155話 ゼンドートが普通に強すぎる。
155話 ゼンドートが普通に強すぎる。
ひと息でも遅れれば立っていられない地獄。
それでもセンは前に出る。
迎え撃つのはゼンドート。
その体躯は、わずかも揺るがない。
まるで世界の中心に杭を打ち込んだかのように、冷静さを崩さず、最小限の動きだけで対峙する。
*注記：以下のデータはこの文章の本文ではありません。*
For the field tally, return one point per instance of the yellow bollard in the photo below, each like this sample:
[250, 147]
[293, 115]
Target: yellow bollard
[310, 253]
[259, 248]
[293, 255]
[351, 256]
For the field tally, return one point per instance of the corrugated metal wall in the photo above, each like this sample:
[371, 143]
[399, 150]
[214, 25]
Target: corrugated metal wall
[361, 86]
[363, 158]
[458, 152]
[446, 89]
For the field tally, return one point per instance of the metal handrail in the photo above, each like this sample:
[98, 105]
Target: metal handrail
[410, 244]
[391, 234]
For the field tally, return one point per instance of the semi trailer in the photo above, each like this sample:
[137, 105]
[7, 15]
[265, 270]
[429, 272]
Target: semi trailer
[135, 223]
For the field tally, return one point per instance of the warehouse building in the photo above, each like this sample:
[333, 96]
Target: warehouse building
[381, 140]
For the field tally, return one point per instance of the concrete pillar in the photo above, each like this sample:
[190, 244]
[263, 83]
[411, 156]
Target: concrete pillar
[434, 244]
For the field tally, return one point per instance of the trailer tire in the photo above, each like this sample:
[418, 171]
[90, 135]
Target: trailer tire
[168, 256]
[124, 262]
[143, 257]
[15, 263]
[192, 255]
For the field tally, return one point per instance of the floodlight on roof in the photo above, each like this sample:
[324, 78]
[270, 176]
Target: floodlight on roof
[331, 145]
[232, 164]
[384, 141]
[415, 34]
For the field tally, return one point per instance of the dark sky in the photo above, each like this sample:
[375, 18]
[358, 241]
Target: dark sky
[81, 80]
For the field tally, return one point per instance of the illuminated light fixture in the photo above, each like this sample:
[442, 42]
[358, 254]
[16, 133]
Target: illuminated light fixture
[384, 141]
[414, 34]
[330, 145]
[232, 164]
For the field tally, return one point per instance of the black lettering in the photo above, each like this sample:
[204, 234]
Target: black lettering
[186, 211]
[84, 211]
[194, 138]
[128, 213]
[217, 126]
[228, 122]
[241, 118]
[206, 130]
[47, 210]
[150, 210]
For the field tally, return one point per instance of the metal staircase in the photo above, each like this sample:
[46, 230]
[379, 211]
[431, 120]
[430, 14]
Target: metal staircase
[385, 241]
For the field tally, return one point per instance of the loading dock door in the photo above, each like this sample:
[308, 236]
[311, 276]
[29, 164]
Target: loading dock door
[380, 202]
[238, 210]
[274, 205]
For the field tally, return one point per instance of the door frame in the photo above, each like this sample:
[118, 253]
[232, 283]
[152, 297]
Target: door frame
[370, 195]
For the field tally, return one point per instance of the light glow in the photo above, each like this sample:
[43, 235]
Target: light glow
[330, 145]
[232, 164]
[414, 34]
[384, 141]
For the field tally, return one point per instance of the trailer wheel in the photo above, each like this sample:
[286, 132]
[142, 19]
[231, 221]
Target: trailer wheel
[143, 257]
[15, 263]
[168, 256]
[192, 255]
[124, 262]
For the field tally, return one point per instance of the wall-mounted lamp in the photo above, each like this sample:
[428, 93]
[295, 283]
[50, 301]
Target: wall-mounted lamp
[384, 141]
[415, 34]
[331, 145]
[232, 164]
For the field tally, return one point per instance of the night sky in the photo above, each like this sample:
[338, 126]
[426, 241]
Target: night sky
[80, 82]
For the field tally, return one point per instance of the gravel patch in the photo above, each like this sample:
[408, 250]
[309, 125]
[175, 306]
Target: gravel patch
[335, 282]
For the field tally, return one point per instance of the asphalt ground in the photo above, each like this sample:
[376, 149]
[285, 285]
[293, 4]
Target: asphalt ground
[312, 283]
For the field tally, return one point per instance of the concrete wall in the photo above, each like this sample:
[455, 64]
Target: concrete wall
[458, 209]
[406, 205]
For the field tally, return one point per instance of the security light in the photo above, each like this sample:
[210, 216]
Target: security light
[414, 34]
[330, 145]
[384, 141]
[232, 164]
――ただ一歩、踏み込むだけで、空気そのものが沈殿した。
センの右拳に、ゼンドートも右拳を合わせる。
拳と拳が衝突する――瞬間。
「ぐ、があっ!」
爆風が広間を荒らし、センの身体は弾丸のように吹き飛ばされた。
壁に叩きつけられ、石片が降り注ぐ。
存在値の差が、残酷なまでに現実を突きつけてくる。
7500兆の全霊を叩き込んでも、5京の壁には亀裂すら入らない。
(……っ……速ぇ……! 重ぇ……! 数字だけじゃねぇ……戦闘力も、桁違いに跳ね上がってやがる……っ! 前見た時とは、根底から別人!)
ゼンドートは、数字に振り回されている素人ではなかった。
数値を自在に操る技量をもっている。
膨大な力を、研ぎ澄ました剣のように正確に振るう――圧倒的な強者の佇まい。
踏み込み、重心、角度。
全てが無駄なく最適化されている。
センが拳を振れば、その起点を潰され、蹴りを繰り出せば、次の一歩先を塞がれる。
避けるよりも先に殴られ、殴るよりも先に逸らされる。
「くそがぁああ!」
憤怒を叫び、逆気閃拳を腹部に叩き込もうとするセン。
だがゼンドートは、ほんのわずか身体をずらすだけ。
そして、無駄な力を抜いた掌で、丁寧に軌道を逸らした。
返す刀で、肩口へ重い拳が迫る。
「ッぶへぇっ!」
肺が震動し、呼気が半拍狂った。
それだけで、次の一撃が確定で入る――
ゼンドートが渾身の追撃を繰り出そうとした、その時。
「交代だ、ゼンドートくん。私も少し運動がしたい」
背後から軽やかな声。
ゼンドートの動きがピタリと止まる。
タメ息を吐き、ゼンドートは肩をすくめた。
「勝手な人だ。罪人の掃除は僕に全部押し付けたくせに」
不機嫌そうに吐き捨てるゼンドートを横目に、
セミディアベルが、ひときわ優雅な歩調で一歩前へ進む。
靴底が石を叩く音が、まるで舞曲のリズムのように響いた。
「さあ、センエース。踊ろうじゃないか。私も強いよ。それなりにね」
口元をニヤリと歪め、セミディアベルは片手を軽く掲げる。
舞踏の所作のように肩を回し、足を流し――そのまま蹴りを繰り出した。
重さは感じられないが、速い。
視認できた時には、センの頬が切り裂かれ、血飛沫が紅の線を描いて宙に散っていた。